We can approach this in many ways, but they each have their drawbacks. We can put cameras on the robots, for example, but that would likely incur a significant power consumption and raise privacy concerns. Alternatively, we can use some dedicated, external localization infrastructure, such as a table-mounted projector, or a special surface, but that would require an external user to initially set up this infrastructure everytime the swarm is used. Can we have a swarm localization solution that uses no external infrastructure and is less intrusive to the user’s privacy?
To address these questions, we introduce the acoustic swarm. This is a swarm of seven centimeter-scale (3.0cm x 2.6cm x 3.0cm) robots, which use only sound to distribute and navigate across a surface, without using any external infrastructure. This swarm can be used to enable downstream distributed sensing tasks, such as concurrent speaker localization and separation in smart homes.
How it works
As the name suggests, the robots in the acoustic swarm use only sound to localize themselves and navigate across a common table.
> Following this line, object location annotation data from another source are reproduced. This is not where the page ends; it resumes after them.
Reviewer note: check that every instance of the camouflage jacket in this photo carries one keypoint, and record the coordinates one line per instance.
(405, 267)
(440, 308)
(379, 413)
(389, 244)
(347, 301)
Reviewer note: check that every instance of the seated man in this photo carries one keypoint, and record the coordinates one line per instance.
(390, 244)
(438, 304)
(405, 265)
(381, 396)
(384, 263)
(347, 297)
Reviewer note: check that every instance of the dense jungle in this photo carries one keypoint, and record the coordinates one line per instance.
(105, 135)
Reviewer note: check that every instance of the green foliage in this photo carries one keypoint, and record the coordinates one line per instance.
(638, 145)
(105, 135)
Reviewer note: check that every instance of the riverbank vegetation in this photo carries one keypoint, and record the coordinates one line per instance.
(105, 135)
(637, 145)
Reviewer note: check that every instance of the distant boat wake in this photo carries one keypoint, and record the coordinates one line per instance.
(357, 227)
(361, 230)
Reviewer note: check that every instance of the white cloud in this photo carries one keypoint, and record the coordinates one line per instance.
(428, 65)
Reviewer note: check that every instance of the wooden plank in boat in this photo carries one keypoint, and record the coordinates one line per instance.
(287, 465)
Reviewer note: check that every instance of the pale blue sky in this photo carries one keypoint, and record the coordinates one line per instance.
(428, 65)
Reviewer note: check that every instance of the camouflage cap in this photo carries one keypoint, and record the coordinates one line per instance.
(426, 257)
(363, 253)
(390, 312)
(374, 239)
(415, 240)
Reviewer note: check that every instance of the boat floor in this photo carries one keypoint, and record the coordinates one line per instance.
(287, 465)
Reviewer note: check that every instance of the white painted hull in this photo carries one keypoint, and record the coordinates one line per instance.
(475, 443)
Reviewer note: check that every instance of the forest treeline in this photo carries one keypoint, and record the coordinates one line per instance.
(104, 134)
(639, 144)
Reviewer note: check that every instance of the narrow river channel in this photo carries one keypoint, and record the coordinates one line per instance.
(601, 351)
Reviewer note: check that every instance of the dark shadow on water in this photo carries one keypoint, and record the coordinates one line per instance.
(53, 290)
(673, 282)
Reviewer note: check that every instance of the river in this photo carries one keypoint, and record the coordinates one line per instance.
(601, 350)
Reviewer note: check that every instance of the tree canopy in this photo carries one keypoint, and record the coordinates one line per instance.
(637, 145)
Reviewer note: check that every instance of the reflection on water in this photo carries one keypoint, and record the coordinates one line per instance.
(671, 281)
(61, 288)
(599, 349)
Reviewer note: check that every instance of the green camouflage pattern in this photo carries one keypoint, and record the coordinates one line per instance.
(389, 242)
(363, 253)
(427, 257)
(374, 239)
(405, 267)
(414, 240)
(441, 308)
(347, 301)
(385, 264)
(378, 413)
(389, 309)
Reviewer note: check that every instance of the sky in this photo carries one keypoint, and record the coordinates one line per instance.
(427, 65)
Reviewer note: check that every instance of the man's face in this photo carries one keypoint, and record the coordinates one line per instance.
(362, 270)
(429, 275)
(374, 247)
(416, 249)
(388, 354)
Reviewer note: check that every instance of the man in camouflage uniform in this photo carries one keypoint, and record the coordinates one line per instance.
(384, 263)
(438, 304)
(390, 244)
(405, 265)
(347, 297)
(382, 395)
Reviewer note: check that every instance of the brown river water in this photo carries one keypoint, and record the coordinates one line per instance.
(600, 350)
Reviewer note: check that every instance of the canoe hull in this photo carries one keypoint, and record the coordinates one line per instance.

Each robot is equipped with 1 speaker and 2 microphones. Internally, the robots send each other timing information to agree on a common global clock, which never drifts more than 16 microseconds. The robots emit high-frequency chirps in a coordinated manner that other robots can hear to estimate the distances between pairs of robots. Once that is done, the swarm uses multiple such 1-dimensional distance estimates to obtain 2-dimensional position estimates for each robot. Combined with data from an on-board inertial measurement unit (IMU), the robots move out of and back to a 3D printed base station.
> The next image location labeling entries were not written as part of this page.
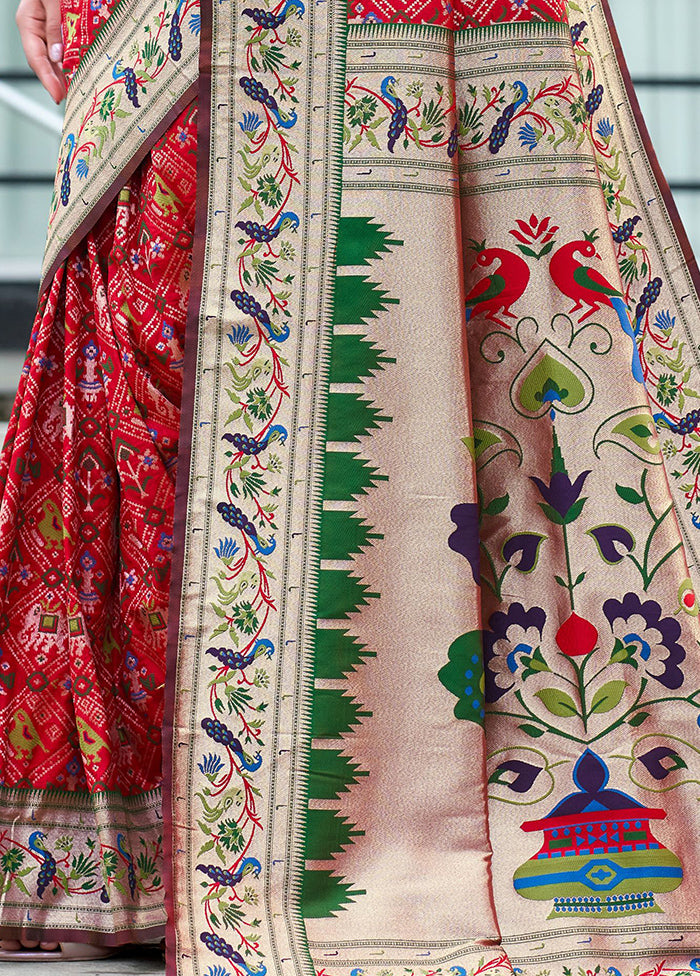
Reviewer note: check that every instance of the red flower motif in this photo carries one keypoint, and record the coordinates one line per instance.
(536, 232)
(576, 636)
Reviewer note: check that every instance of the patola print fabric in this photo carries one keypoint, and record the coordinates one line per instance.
(418, 335)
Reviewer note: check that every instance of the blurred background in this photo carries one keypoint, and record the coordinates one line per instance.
(659, 37)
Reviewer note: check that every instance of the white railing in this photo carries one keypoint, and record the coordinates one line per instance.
(32, 110)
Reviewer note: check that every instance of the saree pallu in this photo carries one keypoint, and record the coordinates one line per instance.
(431, 687)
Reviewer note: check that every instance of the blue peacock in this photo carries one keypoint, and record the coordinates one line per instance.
(47, 871)
(252, 446)
(65, 180)
(262, 234)
(257, 91)
(237, 518)
(500, 131)
(175, 35)
(130, 84)
(229, 879)
(271, 21)
(130, 873)
(244, 301)
(238, 660)
(399, 115)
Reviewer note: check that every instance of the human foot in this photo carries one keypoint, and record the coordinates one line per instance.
(29, 950)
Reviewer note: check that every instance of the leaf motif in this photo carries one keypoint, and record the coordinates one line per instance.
(608, 697)
(629, 495)
(637, 719)
(497, 505)
(532, 730)
(557, 702)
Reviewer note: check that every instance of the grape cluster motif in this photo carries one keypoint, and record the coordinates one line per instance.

Suppose the robotic swarm is distributed across a surface. To localize themselves, each robot emits a 32ms long 15-30kHz frequency modulated continuous wave signal. In that time frame, each robot records using their microphones and uses channel estimation to get the time-of-flight of this chirp signal. Since we know the speed of sound in air, we can use this time difference to calculate the distance between the chirping robot and every other robot in the swarm.
To obtain the 2D positions from this distance calculation mechanism, the robots coordinate to send out chirps one by one. Once we have the distance between every pair of robots, we use the outlier-aware SMACOF algorithm to obtain the 2D geometry which best fits the observed distances. However, such a method is only accurate up to some rotation of the positions, i.e. there is no global reference frame to disambiguate the overall orientation of the swarm.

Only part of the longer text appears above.